ChinaTraffic_Jan2015
Chinese officials have arrested seven people for staging road accidents to claim insurance payouts by using recently deceased cancer patients. In this photo, an electric bicycle stops among cars while waiting at a traffic light on a hazy day in Xiangyang, Hubei province on Jan. 16, 2015. Reuters

SHANGHAI -- Three doctors in eastern China’s Anhui province were among seven people arrested on charges of faking car crashes to claim life insurance payouts -- for patients who had already died of cancer.

A report by the online edition of China’s People’s Daily newspaper said police were tipped off to the case when local insurance companies became suspicious, following repeated payouts for car-crash victims in Anhui’s rural Lingbi County.

Subsequent police investigations revealed that a 46-year-old local man, surnamed Yang, had repeatedly taken out large accidental death insurance policies in the name of local villagers who were suffering from terminal cancer. Yang was reported to have been tipped off to the villagers’ poor health by the head of the county hospital’s medical insurance department.

Whenever one of these patients died of cancer, the report said, Yang would immediately spring into action. The next day, two of his nephews and another relative would use their cars and electric bicycles to stage a road accident, from which the body of the recently deceased cancer patient would be retrieved and sent to the county hospital’s emergency room for “treatment.” Two other doctors who were in on the scam would then pronounce the patient dead, and write a false medical report giving the car crash as the cause of death.

Yang and his wife would then claim insurance payments from more than 10 companies in the nearby cities of Bengbu and Suzhou, where he had taken out the policies.

The report said that Yang and his associates had staged 42 car crashes in this way -- and had received insurance payouts totaling 1.6 million yuan (around $260,000) over four years, with similar amounts still due to be paid.

However they were found out when police investigations revealed that the medical records of one of the car crash ‘victims’ showed that he had actually been pronounced dead from cancer the day before the alleged accident.
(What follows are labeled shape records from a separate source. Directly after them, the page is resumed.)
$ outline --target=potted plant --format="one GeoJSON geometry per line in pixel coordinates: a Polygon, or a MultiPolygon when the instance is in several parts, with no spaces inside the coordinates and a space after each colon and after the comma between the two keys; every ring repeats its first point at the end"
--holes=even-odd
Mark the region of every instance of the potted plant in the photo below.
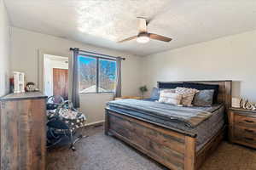
{"type": "Polygon", "coordinates": [[[142,86],[139,89],[143,94],[143,99],[144,99],[144,93],[148,91],[147,86],[142,86]]]}

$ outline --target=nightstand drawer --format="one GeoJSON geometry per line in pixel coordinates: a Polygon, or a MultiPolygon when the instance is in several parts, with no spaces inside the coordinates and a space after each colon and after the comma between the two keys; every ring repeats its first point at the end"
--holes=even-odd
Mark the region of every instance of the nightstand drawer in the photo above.
{"type": "Polygon", "coordinates": [[[236,126],[234,127],[234,135],[236,138],[247,137],[255,139],[256,142],[256,128],[236,126]]]}
{"type": "Polygon", "coordinates": [[[246,127],[234,127],[234,139],[240,144],[248,144],[251,147],[256,146],[256,129],[246,127]]]}
{"type": "Polygon", "coordinates": [[[256,118],[241,115],[235,115],[235,124],[237,124],[239,126],[256,128],[256,118]]]}

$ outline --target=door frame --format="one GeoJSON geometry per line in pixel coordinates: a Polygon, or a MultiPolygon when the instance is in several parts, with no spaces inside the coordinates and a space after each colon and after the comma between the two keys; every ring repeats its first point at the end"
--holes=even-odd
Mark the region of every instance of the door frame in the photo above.
{"type": "MultiPolygon", "coordinates": [[[[68,67],[69,64],[67,57],[44,54],[43,92],[46,95],[53,95],[53,69],[57,68],[68,70],[68,67]],[[58,62],[60,63],[58,64],[58,62]],[[67,62],[67,65],[64,65],[63,62],[67,62]]],[[[69,74],[69,72],[67,72],[67,74],[69,74]]],[[[69,76],[67,75],[67,76],[69,76]]],[[[67,84],[69,84],[68,82],[67,84]]]]}

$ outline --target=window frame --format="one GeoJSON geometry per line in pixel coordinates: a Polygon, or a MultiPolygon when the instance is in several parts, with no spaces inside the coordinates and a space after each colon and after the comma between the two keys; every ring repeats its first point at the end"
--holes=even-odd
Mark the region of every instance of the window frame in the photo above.
{"type": "MultiPolygon", "coordinates": [[[[79,58],[82,57],[88,57],[88,58],[95,58],[96,60],[96,92],[88,92],[88,93],[81,93],[80,88],[79,88],[79,94],[115,94],[115,90],[113,92],[99,92],[99,83],[100,83],[100,60],[111,60],[114,61],[116,63],[115,59],[107,58],[107,57],[101,57],[101,56],[96,56],[91,54],[79,54],[79,58]]],[[[80,69],[79,69],[80,70],[80,69]]],[[[79,72],[80,73],[80,72],[79,72]]],[[[117,75],[117,68],[115,68],[115,74],[117,75]]],[[[80,79],[79,82],[80,82],[80,79]]]]}

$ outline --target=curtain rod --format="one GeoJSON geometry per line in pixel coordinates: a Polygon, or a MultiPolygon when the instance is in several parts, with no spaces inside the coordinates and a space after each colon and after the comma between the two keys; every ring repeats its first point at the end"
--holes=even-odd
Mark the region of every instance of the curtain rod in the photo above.
{"type": "MultiPolygon", "coordinates": [[[[75,50],[75,48],[70,48],[69,50],[73,51],[75,50]]],[[[80,52],[84,52],[84,53],[88,53],[88,54],[96,54],[96,55],[102,55],[102,56],[106,56],[106,57],[110,57],[110,58],[113,58],[113,59],[117,59],[119,57],[114,57],[114,56],[111,56],[111,55],[107,55],[107,54],[97,54],[97,53],[94,53],[94,52],[90,52],[90,51],[84,51],[84,50],[80,50],[80,52]]],[[[121,60],[125,60],[125,58],[122,58],[120,57],[121,60]]]]}

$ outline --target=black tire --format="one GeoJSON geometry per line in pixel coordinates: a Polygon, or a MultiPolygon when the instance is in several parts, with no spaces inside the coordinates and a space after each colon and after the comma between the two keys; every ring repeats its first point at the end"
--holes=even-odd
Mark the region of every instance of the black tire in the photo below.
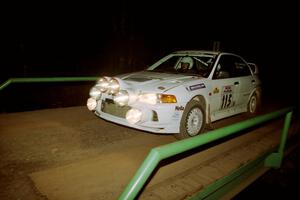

Police are still carrying out further investigations into the case, the report added.

Road insurance scams are not unprecedented in China. In one case in 2013, a man in the southern city of Shenzhen was arrested after crashing his car every three days for three years in order to claim on his insurance.

The sheer frequency of accidents on Chinese roads may make it less likely that such scams will be immediately detected, however. According to official Chinese statistics, around 87,000 people died on China’s roads in the first 10 months of last year -- though the World Health Organization said this month that the total number of deaths resulting from road accidents in China last year was at least 200,000 -- or more than 500 a day.